Although bait fishing for bass and bream has been the more traditional method for Portuguese fishermen, over recent years I have noticed a big increase in the younger generation fishing with lures. I can remember around 30 years ago walking past some local fishermen who were certainly amused and chuckling when they noticed I had a hard lure clipped on. I still remember the look on there faces when shortly after I hooked into a 16lb bass. At this time, nearly all lure fishing was done from boats. Fishermen that practiced spinning from the shore, did so from beaches using a rubber lure on a 2-3 meter leader attached to a fairly heavy plastic float, and were generally able to target schools of bass early mornings and evenings.

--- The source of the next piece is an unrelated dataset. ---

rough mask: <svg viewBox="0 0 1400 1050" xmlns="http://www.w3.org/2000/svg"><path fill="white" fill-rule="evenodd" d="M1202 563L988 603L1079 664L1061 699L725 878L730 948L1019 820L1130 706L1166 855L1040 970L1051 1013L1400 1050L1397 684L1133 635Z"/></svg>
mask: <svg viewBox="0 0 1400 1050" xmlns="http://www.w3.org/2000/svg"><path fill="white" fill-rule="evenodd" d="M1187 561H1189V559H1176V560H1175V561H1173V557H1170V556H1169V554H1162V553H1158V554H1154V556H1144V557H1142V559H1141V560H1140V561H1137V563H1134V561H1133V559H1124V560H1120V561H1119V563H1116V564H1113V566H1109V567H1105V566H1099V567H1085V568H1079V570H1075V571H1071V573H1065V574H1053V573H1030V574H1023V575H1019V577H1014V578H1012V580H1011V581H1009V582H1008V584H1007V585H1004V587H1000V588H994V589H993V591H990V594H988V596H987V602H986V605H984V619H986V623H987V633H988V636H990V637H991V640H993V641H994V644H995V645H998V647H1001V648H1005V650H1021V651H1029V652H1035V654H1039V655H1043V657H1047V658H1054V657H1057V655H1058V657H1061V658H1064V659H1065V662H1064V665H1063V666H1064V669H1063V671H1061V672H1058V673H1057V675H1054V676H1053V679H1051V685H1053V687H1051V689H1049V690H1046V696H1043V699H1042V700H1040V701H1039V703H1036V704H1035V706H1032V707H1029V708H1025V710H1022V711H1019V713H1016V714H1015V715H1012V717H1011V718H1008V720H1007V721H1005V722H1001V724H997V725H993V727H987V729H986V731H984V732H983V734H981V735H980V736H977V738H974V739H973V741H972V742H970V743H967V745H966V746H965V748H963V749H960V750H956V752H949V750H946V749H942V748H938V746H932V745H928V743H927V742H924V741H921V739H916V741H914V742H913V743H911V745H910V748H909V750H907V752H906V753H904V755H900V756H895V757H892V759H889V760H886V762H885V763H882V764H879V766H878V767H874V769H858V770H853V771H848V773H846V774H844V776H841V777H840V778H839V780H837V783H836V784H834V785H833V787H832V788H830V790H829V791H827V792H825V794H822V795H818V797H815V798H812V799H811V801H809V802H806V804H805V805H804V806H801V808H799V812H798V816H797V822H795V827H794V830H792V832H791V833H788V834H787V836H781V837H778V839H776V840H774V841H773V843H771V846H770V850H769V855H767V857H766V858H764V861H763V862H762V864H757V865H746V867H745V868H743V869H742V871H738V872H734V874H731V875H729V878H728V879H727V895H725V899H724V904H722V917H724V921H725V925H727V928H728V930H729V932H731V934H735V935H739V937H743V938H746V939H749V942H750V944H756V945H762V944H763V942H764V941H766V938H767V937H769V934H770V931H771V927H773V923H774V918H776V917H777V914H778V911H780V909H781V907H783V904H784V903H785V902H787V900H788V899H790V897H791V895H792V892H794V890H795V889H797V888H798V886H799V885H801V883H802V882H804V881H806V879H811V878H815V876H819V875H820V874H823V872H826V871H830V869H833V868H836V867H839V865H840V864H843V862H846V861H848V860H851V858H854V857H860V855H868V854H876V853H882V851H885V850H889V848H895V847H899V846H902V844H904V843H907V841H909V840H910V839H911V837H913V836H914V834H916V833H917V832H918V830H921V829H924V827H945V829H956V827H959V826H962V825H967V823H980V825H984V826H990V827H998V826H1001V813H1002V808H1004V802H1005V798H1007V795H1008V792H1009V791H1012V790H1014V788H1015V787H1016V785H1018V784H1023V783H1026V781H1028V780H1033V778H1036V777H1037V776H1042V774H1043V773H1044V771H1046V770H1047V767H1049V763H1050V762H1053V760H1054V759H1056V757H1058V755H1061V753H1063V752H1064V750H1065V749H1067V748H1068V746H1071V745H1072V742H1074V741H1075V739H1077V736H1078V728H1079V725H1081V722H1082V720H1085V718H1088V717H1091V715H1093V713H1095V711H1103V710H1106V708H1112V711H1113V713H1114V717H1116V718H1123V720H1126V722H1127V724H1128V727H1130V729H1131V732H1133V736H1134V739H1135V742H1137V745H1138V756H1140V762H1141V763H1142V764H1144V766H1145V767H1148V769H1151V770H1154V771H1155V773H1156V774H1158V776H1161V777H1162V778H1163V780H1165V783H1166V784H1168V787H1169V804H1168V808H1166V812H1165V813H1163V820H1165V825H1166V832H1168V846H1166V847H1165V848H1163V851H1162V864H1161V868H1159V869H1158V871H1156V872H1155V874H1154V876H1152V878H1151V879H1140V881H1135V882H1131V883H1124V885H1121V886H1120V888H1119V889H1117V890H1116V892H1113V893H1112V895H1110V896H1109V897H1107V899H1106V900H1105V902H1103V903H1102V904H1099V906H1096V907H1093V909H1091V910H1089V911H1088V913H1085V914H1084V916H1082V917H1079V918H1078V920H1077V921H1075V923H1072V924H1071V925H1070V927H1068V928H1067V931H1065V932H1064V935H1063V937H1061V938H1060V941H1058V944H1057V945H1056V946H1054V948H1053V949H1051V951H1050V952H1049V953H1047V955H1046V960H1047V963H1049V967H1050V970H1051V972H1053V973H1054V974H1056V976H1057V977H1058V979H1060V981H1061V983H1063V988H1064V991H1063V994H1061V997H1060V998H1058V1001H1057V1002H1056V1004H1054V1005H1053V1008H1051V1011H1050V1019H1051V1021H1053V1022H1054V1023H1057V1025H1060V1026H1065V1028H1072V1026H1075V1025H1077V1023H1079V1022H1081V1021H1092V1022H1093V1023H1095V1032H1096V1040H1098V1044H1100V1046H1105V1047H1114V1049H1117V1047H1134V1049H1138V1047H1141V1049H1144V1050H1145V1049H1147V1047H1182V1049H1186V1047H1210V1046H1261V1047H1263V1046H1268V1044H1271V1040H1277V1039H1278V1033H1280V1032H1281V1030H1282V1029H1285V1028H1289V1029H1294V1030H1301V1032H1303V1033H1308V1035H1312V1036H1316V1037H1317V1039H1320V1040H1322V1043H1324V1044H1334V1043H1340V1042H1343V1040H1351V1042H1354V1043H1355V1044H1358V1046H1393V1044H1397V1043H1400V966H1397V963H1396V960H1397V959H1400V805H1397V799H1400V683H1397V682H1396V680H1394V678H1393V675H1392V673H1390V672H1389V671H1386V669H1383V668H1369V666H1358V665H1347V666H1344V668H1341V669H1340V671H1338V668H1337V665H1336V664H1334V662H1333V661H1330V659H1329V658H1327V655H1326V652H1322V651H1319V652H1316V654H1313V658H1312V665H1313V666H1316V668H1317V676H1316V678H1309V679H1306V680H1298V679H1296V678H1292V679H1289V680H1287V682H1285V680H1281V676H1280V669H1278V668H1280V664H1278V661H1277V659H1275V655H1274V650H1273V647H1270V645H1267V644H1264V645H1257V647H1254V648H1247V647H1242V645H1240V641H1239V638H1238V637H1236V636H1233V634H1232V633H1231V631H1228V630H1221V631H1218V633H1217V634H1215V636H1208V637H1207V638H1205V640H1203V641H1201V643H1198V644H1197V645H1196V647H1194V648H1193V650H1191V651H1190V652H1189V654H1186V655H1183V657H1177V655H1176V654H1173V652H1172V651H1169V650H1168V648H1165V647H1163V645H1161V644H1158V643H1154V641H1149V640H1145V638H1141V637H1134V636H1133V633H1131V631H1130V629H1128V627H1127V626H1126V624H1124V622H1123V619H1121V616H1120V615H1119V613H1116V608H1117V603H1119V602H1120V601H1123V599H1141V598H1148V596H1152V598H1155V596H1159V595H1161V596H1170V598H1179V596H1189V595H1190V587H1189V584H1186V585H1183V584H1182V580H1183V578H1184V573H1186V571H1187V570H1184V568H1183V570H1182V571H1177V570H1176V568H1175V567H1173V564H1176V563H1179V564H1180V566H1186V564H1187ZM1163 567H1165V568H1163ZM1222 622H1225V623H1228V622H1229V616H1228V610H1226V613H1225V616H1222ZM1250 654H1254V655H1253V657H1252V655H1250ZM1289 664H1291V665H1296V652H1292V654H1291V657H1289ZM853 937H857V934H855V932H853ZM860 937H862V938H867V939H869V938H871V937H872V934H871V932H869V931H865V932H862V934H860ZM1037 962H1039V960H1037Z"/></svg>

Much like Autumn, spring has the advantage of smaller waves compared with the winter storms, and generally better weather. May can be pretty warm and a lovely time of the year to fish, with the added incentive of catching a hard fighting bluefish locally known as anchova. Bluefish pass by close to the coastline and can turn up at any time hunting for baitfish. Over 20 years ago bluefish from 8 -15lb were not uncommon and I had some memorable sessions hooking these in the springtime. Their aggressive nature and fighting ability make them a worthy adversary and an excellent bycatch when spinning for bass. Although bluefish have made somewhat of a return over recent years they tend to be caught in a smaller size range than previously. Fortunately they are a fast growing fish so there’s certainly much hope they will continue to pass through and increase in size. This May was my first bluefish in many years, and quite a surprise too as it launched itself out the water.
To fish in Portugal you need a license which can either be obtained at the multibanco if you have access to a local bank card, or also online at https://www.dgrm.mm.gov.pt/en/web/guest/pesca-pl-licenciamento
I’ve noticed marine police and GNR doing more regular checks over the last 2 years so with licenses costing less than €7 for a year it’s really worth making the effort to get one.
Portugal in general is a very safe country to live in or visit, but like everywhere you still need to be careful. I have occasionally seen evidence of cars that have been broken into to up the west coast, so it’s advisable not to leave any valuables visible in the car. With year round comfortable temperatures, good food, friendly locals and the chance to catch a bass of a lifetime, Portugal has always been an exciting destination for me to fish, and will almost certainly leave you thinking about a return trip!